Although inflation across the economy has not met the Federal Reserve’s 2% target in the vast majority of the past decade, investors are beginning to worry about the potential for a price jump.

Nathan Sheets, chief economist at PGIM Fixed Income, said that while he appreciates these concerns, he is not overly concerned.

“Although I see a real risk of rising inflation during the summer and falling, as the growing demand outweighs the recovery in supply, I expect this increase to be transitory,” he wrote in an email on Wednesday.

Sheets, who also served as undersecretary of the Treasury for international affairs under former President Barack Obama, added that the potential economic pros of further stimulus appear to outweigh the potential risks.

“The job market remains stuck in a deep hole,” he wrote. “Getting those 10 million jobs back will require sustained economic growth, especially considering that about half of the job losses correspond to people who have left the workforce.”

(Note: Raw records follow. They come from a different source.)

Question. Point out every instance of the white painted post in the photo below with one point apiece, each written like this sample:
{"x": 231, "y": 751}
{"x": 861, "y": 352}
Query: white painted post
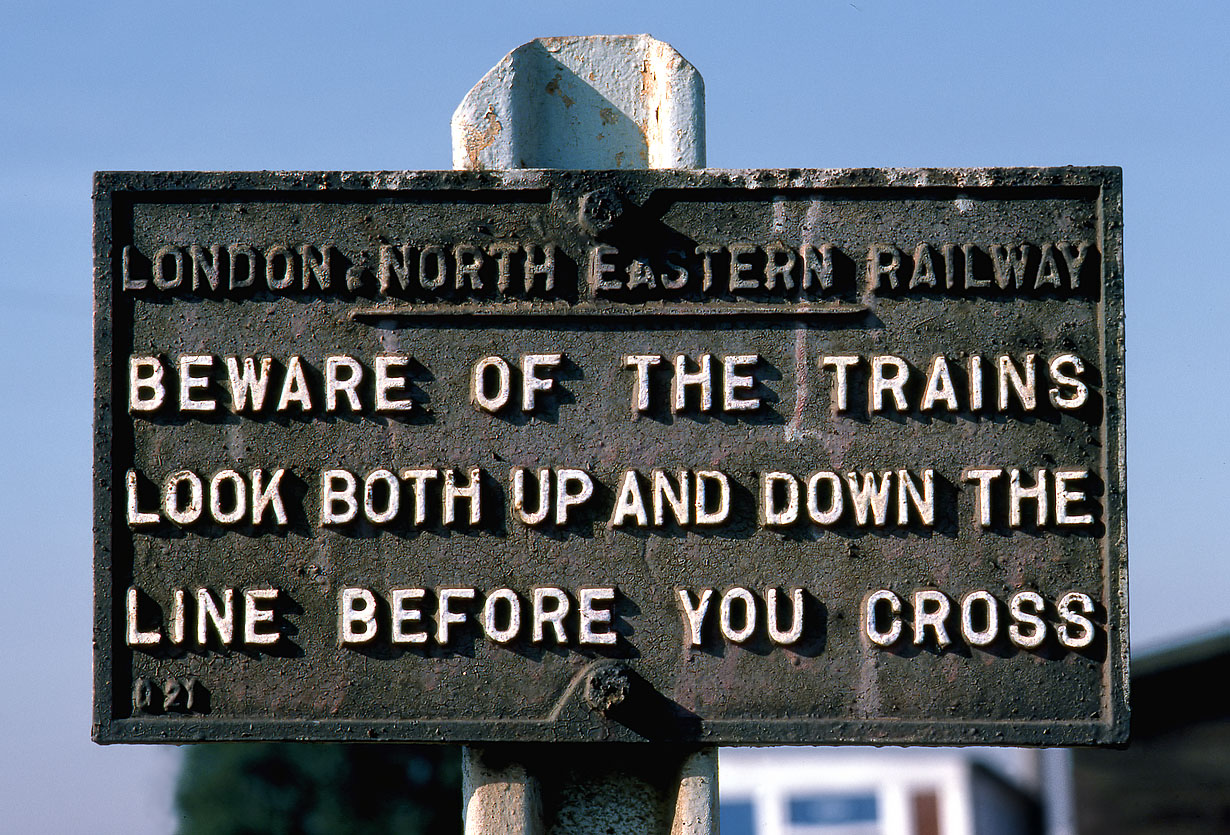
{"x": 586, "y": 102}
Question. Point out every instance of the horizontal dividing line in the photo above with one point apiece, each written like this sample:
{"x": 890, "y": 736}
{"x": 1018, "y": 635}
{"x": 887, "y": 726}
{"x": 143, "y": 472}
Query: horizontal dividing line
{"x": 584, "y": 310}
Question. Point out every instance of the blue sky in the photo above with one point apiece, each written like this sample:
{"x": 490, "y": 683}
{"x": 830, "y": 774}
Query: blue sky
{"x": 310, "y": 85}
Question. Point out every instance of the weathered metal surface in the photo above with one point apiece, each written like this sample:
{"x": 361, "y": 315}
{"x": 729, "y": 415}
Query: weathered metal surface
{"x": 615, "y": 101}
{"x": 1042, "y": 292}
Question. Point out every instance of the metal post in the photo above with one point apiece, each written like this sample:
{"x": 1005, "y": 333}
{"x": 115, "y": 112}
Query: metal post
{"x": 587, "y": 102}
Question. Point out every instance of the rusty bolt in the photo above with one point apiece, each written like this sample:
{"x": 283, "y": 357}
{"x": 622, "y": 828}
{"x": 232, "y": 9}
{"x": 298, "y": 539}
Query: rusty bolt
{"x": 600, "y": 210}
{"x": 608, "y": 686}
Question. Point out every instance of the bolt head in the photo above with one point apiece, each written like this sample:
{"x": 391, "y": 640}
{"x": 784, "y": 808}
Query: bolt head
{"x": 600, "y": 210}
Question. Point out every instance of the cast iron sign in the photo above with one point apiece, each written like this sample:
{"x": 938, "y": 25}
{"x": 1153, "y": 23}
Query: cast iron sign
{"x": 748, "y": 456}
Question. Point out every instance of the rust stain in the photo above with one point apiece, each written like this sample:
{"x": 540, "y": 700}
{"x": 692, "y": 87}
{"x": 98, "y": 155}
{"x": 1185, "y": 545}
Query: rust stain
{"x": 552, "y": 89}
{"x": 476, "y": 142}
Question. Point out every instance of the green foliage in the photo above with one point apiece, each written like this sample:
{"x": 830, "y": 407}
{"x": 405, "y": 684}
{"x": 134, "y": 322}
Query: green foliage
{"x": 301, "y": 788}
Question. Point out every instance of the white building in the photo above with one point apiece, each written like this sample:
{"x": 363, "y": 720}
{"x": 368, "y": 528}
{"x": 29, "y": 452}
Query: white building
{"x": 894, "y": 791}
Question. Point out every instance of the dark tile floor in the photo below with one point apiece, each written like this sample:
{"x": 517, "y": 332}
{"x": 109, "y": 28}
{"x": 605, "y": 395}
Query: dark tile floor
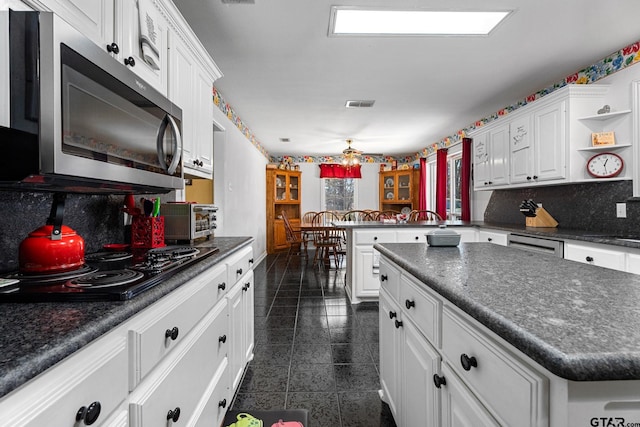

Many Republicans questioned the need to send more aid in addition to the money needed to speed up Covid-19’s vaccination effort and strengthen the health care system.

On Wednesday, the minority leader in the House, Kevin McCarthy, R-Calif., Characterized much of the spending as “waste or a progressive wish list.”

A group of the most centrist Republicans in the Senate previously offered Biden a $ 600 billion plan that included vaccine distribution funds, smaller direct payments to fewer people than Democrats sought and an unemployment supplement that expired earlier than his colleagues. desired. The president said he would rather approve the broad package with only Democratic votes than spend weeks negotiating a smaller project with the Republican Party.

Cliff and minimum wage benefits

Democrats were eyeing the March 14 deadline, when about 19 million Americans receiving unemployment insurance would lose $ 300 a week. Many unemployed individuals would lose insurance if two programs to expand eligibility and increase the number of benefit weeks expire the following month.

Congress let similar clauses expire last summer and did not renew them until December, contributing to millions of people falling into poverty and seeking food aid.

The pressure to pass the legislation ran into problems on Thursday night. Senate congresswoman Elizabeth MacDonough decided that lawmakers could not include a minimum wage of $ 15 an hour in the budget reconciliation proposal.

Democrats have included a clause in their bill to gradually raise the federal pay floor to $ 15 by 2025. The House did not withdraw it from the law after the legislator’s decision, as House Speaker Nancy Pelosi said the House Democrats “believe that raising the minimum wage is necessary.”

The United States last raised the minimum wage to $ 7.25 an hour in 2009.

Maintaining the salary increase in the bill means that the Senate is likely to pass legislation different from what the House does. The representatives would then have to meet again to pass a bill a second time, probably in March.